Tuesday, 20 September 2011

Qatar taking a risky path with its foreign investment plans - The Globe and Mail

Qatar risks a foreign investment pile-up. The tiny gas-rich state might have up to $100-billion (U.S.) to snap up overseas assets, based on guesses at the size of the country’s main sovereign wealth fund. Qatar’s mooted interest in a 7.5-per-cent stake in European aerospace and defence company EADS would only cost it less than $2-billion at current market prices. But it’s unclear if the country’s overseas spending is as focused as its domestic ambitions. And its taste for large high-profile assets could be dangerous.

The soon-to-be richest country in the world – on a GDP per capita basis – is able to splash its cash overseas, given the stability of its domestic politics. The Qatar Investment Authority holds an estimated $60- to $100-billion in assets. On top of that, the country reckons its foreign reserves for the year will total around $20-billion. But that pales in size in absolute terms against the sovereign funds of Abu Dhabi and China, which are each several times bigger.

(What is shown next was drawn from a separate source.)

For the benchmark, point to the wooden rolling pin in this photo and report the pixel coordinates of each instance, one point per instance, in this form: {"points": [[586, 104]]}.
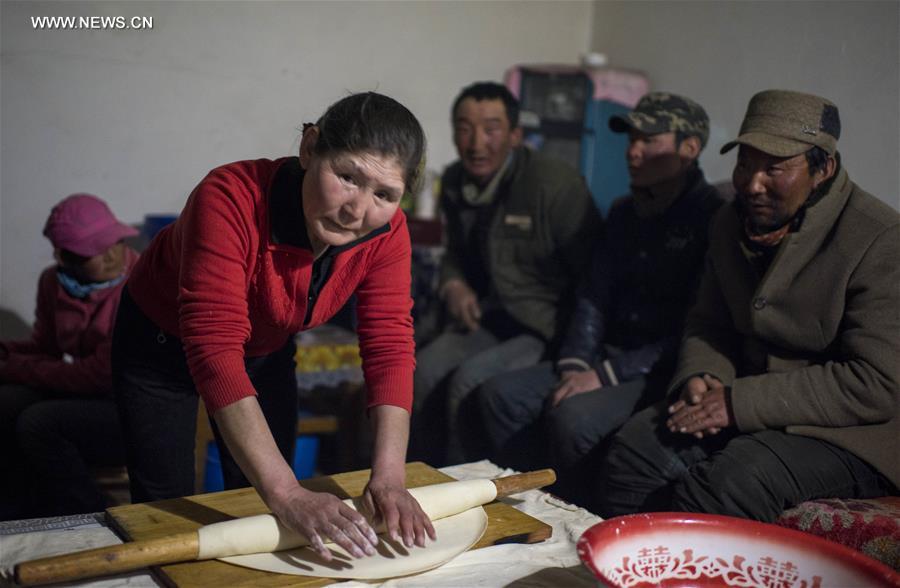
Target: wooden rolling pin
{"points": [[229, 538]]}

Assuming estimates of the QIA’s size are about right, at least 20 per cent of Qatar’s assets are spread across a handful of purchases made over the last two years alone. Qatar has spent more than $20-billion on stakes in German car makers Porsche and Volkswagen – which have just run into trouble – Agricultural Bank of China, Santander Brasil, Spain’s Iberdrola and construction firm Hochtief. It has also thrown a lifeline to some Greek banks and snapped up Britain’s luxury department store Harrods, not to mention two European football teams.